Are we finally seeing a hard economic landing in China?

August 13, 2015, 3:33 PM UTC

Global stock markets have been rattled over the surprise slide in the value of the renminbi, which has fallen more than 3% against the dollar over the past three days.

The Chinese yuan began its decline on Monday, after the People’s Bank of China (PBOC) devalued its currency by about 2%. It continued on Tuesday after the market took advantage of new freedoms given to it by the PBOC to drive the currency roughly 1,500 basis points lower. Then the central bank stepped in to stem the weakening by “[instructing] state-owned Chinese banks to sell dollars on its behalf in the last 15 minutes of Wednesday’s trading,” according to a report in The Wall Street Journal.

American politicians are claiming that the PBOC’s recent decisions were driven by an effort to give an unfair advantage to Chinese exporters, but that’s not likely. As High Frequency Economics’ Carl Weinberg pointed out on Wednesday in note to clients, a 3% decline in the yuan is a fairly steep drop for such a short period of time. But it’s not a big enough move to affect global export markets in a meaningful way.

Indeed, the PBOC’s recent decisions could be good news for Western economies, as it indicates that China is willing to let the market have a greater say in the value of its currency.

At the same time, the market is clearly saying that the value of the yuan should be going down and not up. And the market is forcing the yuan lower in part because growth prospects in the world’s second largest economy have slowed significantly. This chart, from David Bianco, shows how China’s official GDP growth statistics “are closing in on a 20-year low.”



Meanwhile, many independent analysts aren’t convinced that China is growing this quickly. A recent survey of analysts by The Wall Street Journal found that China’s real growth rate is between 3.8% and 6% on an annualized basis—far below the government estimate of 7%.

This growth slowdown, including recent data that shows a sharp reduction in export growth, has increasingly led China watchers to worry that the Chinese government doesn’t have the tools or the will to prevent the country from entering into a significant slowdown.
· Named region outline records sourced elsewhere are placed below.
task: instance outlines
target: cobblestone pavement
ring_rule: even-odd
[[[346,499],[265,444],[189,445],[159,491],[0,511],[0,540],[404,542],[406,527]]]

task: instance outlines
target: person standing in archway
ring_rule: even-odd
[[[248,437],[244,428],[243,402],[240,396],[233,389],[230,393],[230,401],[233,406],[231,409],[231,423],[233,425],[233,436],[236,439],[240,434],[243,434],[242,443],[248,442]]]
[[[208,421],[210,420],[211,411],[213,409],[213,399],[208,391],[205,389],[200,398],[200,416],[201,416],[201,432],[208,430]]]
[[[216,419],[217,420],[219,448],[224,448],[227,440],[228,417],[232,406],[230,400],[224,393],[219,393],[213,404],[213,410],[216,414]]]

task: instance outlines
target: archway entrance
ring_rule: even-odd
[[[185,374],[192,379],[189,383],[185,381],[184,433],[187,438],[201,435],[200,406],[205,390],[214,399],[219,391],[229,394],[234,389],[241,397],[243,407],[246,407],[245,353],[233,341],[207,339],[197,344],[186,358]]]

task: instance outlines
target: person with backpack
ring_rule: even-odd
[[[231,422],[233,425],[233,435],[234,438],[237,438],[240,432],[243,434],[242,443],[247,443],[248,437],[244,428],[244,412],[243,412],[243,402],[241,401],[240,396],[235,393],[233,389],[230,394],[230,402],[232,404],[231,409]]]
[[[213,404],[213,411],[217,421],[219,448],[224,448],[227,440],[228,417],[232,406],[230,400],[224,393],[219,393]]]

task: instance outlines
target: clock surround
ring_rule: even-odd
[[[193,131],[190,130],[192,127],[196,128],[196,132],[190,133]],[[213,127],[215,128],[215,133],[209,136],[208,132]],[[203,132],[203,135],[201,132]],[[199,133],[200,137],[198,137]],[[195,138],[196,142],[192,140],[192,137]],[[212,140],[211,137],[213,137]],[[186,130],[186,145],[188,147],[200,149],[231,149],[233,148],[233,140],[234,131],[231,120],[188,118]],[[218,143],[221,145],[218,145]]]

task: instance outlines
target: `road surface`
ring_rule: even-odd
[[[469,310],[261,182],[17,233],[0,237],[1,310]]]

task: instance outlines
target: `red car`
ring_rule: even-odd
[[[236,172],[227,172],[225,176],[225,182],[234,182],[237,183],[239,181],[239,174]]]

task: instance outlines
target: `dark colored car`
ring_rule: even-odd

Following the 30% crash in the Shanghai Composite Index last month, billionaire hedge fund manager Ray Dalio changed positions on China, writing that the event “has created a significant new challenge for policy makers.”

The bursting of the stock-market bubble, coming at the same time that economic growth is slowing and debt levels in many parts of China’s economy have grown extreme, has sapped the optimism of Western observers, like Dalio, who were previously impressed by the Chinese Communist Party’s handling of the nation’s economic rise.

In a press conference on Thursday, the PBOC tried to calm investors, saying that the fall in the Chinese yuan was simply a reaction to the strengthening dollar. However, the PBOC’s advertising of its market-based reforms belie the magnitude of the government’s moves to suppress volatility in the economy. As veteran China analyst Michael Pettis has written, free markets are all about volatility:

It’s not just that markets are about volatility. It is that volatility can never be eliminated. Volatility in one variable can be suppressed, but only by increasing volatility in another variable or by suppressing it temporarily in exchange for a more disruptive adjustment at some point in the future. When it comes to monetary volatility, for example, whether it is exchange rate volatility or interest rate and money supply volatility, central banks can famously choose to control the former in exchange for greater volatility in the latter, or to control the latter in exchange for greater volatility in the former.

Regulators can never choose how much volatility they will permit, in other words. At best, they might choose the form of volatility they least prefer, and try to control it, but this is almost always a political choice and not an economic one. It is about deciding which economic group will bear the cost of volatility.

Overcoming the recent turmoil in the Chinese economy will only be accomplished through politics. The transition from an export-led economy to one based on consumption is all about the transfer of economic power from capital to labor. Optimists argue that this transition can be smoothed by the large supply of rural Chinese that have yet to participate in the process of urbanization. As these workers move to the city, their increased productivity will boost economic growth and tamp down the rise in costs that threatens the great Chinese export machine.

But the question no one can answer is whether this process can continue without a major financial crisis, recession, or widespread labor unrest. History tells us that such events are inevitable during economic transitions of the kind that China is undergoing. But the actions of the Chinese Communist Party and the PBOC in recent weeks suggest that China’s leaders are determined to not to let any of these things happen. If they are successful, it will be an unrivaled historical achievement. If they aren’t, perhaps we’re in for the sort of hard landing that China bears have been warning about for years.